(接上文)在东京滞留到1909年8月后,鲁迅才回国,没有人清楚从1906年到1909年他是靠什么维持在东京昂贵的生活的。有研究者称:鲁迅滞留东京历史很值得怀疑,没职业也没家庭资助,但在东京却过着富裕悠闲的生活,雇日本女佣,还资助二弟留学。因此推测是日本特高科发工资,密探留学生动向。直到特高科派他去中国另有任务,才离开东京。这是一家之言,无法证实,但后边讲到鲁迅与一名叫内山的日本人长期的友谊,似乎又表明这种说法并非空穴来风。
鲁迅回国后,先是受聘任杭州、浙江两级师范学堂生理学和化学教员兼任日本教员铃木珪寿的植物学翻译。第二年,任绍兴中学堂教员兼监学,后任绍兴山会初级师范学堂(今绍兴文理学院)校长等职务。期间写出第一篇文言文小说《怀旧》。
1911年辛亥革命后,中华民国临时政府在南京成立。应教育总长蔡元培之邀,鲁迅任教育部社会教育司第一科科长,后任北京政府教育部佥事。民国北京政府是中国历史上第一个民选政府,是中国民主社会的开端,其民主程度虽比不上今天的台湾,但却是20世纪中国最民主的时期,不仅议员和总统是全民选举产生的,而且建立了三权分立制度,言论自由也得到了一定保障,公民还享有结社自由权力。
由于政治开明民主,民国北京政府时期,在经济、文化和道德方面都有长足发展。几乎所有相关史家都承认,中华民国北京政府时期是“中国民族资本发展的黄金时期”。各种思潮自由传播,各种学说百家争鸣,极大促进了科学文化事业的繁荣。中国近现代几乎所有的文化大师都涌现于这个时期,其成就至今中国人都没能超越。
在这一发展时期,鲁迅生活也十分安逸。1919年11月,鲁迅、周作人、周建人三兄弟卖掉绍兴的老宅,合力购置北京西城八道湾11号三进的四合院,全家居住于此。1923年7月,周作人写信与鲁迅绝交。据称兄弟失和的原因,是因为鲁迅调戏弟媳羽太信子;还有一种说法,是因为鲁迅对羽太信子持家奢侈不满。随后鲁迅搬到砖塔胡同居住。
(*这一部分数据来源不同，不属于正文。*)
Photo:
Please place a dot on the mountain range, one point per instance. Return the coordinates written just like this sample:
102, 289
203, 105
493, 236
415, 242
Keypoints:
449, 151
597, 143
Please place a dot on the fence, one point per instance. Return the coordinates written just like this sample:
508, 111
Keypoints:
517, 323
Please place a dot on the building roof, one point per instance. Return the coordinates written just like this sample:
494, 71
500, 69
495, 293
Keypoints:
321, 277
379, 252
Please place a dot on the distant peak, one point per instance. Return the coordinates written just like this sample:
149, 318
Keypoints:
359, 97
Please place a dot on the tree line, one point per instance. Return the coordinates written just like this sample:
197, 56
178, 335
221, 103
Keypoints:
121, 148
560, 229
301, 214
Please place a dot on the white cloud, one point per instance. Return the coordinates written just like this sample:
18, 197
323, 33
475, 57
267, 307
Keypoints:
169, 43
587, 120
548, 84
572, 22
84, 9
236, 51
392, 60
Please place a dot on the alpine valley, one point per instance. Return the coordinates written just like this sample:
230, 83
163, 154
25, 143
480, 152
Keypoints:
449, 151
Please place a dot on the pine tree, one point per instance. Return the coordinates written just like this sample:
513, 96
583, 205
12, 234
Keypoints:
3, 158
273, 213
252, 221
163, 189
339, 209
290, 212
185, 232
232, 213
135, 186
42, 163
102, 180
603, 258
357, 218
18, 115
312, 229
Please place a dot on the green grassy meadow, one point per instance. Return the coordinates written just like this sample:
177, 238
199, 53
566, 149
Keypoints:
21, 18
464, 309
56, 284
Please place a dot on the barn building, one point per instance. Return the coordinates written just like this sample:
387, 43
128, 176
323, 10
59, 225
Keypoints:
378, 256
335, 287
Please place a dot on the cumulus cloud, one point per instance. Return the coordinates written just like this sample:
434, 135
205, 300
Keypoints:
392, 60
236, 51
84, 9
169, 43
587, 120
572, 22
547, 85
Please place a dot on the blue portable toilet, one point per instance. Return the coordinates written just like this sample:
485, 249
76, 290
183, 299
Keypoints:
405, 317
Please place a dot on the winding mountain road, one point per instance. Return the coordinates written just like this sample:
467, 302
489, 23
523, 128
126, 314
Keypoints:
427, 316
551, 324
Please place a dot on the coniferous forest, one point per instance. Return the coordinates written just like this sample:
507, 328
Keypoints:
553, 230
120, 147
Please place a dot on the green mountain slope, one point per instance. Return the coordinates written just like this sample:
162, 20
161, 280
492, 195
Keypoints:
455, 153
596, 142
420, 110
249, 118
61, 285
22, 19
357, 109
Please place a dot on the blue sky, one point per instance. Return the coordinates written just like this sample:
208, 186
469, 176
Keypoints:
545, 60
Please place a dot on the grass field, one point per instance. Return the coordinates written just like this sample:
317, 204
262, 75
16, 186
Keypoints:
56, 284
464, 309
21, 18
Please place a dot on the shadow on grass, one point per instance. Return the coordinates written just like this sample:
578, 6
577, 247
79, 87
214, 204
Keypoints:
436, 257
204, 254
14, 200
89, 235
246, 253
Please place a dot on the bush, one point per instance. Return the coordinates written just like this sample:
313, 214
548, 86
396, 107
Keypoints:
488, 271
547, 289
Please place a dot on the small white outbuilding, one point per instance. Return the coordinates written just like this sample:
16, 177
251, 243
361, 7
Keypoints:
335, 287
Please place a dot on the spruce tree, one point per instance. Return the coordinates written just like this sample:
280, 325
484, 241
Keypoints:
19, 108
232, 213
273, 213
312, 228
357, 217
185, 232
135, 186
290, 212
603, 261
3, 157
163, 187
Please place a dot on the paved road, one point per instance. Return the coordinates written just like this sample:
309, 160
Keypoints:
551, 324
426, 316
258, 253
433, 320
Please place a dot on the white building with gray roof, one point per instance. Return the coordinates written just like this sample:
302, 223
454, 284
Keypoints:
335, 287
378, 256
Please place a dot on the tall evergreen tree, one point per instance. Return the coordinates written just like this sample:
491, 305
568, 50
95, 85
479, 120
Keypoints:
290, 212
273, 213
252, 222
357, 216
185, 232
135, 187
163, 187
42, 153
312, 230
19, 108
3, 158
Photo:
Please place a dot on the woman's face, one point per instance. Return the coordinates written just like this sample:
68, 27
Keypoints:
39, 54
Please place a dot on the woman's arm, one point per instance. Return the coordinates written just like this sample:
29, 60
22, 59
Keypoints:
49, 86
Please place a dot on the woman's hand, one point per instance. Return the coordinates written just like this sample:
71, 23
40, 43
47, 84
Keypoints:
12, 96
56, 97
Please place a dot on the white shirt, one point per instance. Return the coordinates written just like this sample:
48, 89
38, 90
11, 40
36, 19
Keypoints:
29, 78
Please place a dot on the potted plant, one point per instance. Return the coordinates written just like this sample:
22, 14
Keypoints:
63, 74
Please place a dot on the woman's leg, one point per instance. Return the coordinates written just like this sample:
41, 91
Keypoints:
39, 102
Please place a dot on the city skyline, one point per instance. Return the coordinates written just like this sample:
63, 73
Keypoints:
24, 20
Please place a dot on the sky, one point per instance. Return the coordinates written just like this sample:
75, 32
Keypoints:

在此期间,鲁迅有时间开始大量抄古碑,辑录金石碑帖,校对古籍等,还对佛教思想进行了一定的研究,亦有时间创作。1918年1月,他参加《新青年》改组,任编委,这无疑表明了他对马克思主义和陈独秀的态度。
不久后,他首次用“鲁迅”为笔名,在《新青年》上发表第一篇用现代形式创作的短篇白话文小说《狂人日记》,讽刺中国传统礼教和中国人的陋习,以配合否定中华传统文化为核心的的“新文化运动”。这使他一夜成名。1921年12月,发表中篇小说《阿Q正传》,讽刺人性中的卑怯、精神胜利法等。鲁迅性格中的尖刻、戾气,在这两篇小说中得以彰显。
签字《民四条约》 鲁迅爱哪个国
1915年,趁欧洲各国忙于第一次世界大战,日本逼迫袁世凯政府签署《二十一条》,这个条约等同于卖国,老奸巨滑的袁世凯深知其中利害,不想一个人承担责任。于是一方面与日本协商,将《二十一条》修改为中日《民四条约》,这个条约的款项虽然比《二十一条》少得多,但也出卖了中国的利益。如在山东,日本不仅得以继承德国的一切利权,还得到中国政府关于山东内地或其沿海岛屿一概不租让于外国等许诺;在南满,日本得到延长租借地及铁路期限、其臣民得任便居住、往来并经营农工商业及租用土地等权利;在东蒙,日本得到其臣民与中国人合办农业和附属工业等权;等等。条约的签订,使日本势力在满蒙、山东得到巩固和扩展,在华中华南也有所增进。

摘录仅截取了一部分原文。